We’ve gone come with the solution that our eldest deserves her own time with us. And so she will always get an hour later than what the twins have. So she’s so recently we just moved the schedules around a little bit. But we always put the twins down one hour before. And then she needs less nap time anyway. And so we get them all up at the same time. But she goes later. And she’s been incredibly flexible with that it doesn’t seem to disturb things too badly. And initially, there was no issues anywhere because there were so different that she just did her thing. But when we got into a routine of nap times, she there was definitely a pattern that emerged that she would have an hour later, particularly the big morning nap.
What is the typical schedule on a daily basis right now for your twins, like what time do they wake up and eat and things like that?

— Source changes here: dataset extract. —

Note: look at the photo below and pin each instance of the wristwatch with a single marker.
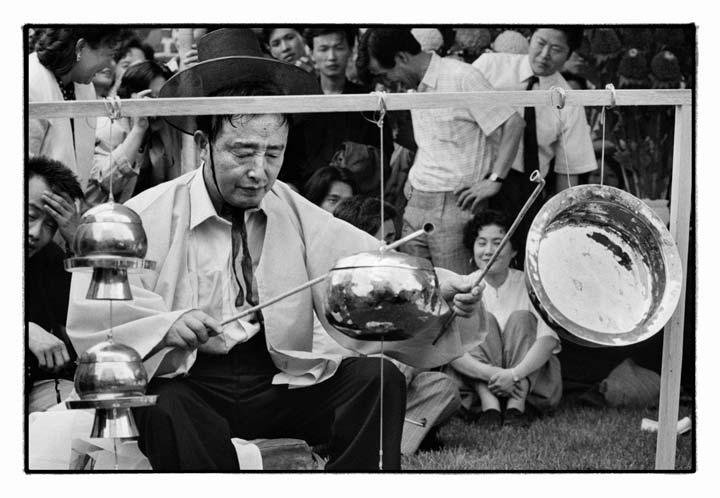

They’re waking up to between seven and eight in the morning, which is great. They’re sleeping through now that’s just started happening. One of them didn’t for a while, until very recently, and then would have breakfast soon after that. Then the we play they’ve got, they play in the playpen, run around, do do activities. Normally now we’re putting the need snack at some point and some activities to more to stimulate them and to entertain them a lot more than they use to. 11 o’clock they go down for a nap. It’s their only nap of the day. Then we they wake up at about one o’clock they have two hours. And then they have lunch. And then the afternoon we do the big activity because there’s a big swell of time. So we normally go out which at the moment during lockdown is just we’re surrounded by countryside where I am. So basically a walk in the countryside and dinner at five, five o’clock six, and then about an hour long bedtime routine. They’re down at seven o’clock in the evening. That’s that seems to be what’s consistently come out now as being their day.
So as you look back over these last 18 months with your twins, what were some of the things that surprised you, maybe they were different than with your, your first daughter?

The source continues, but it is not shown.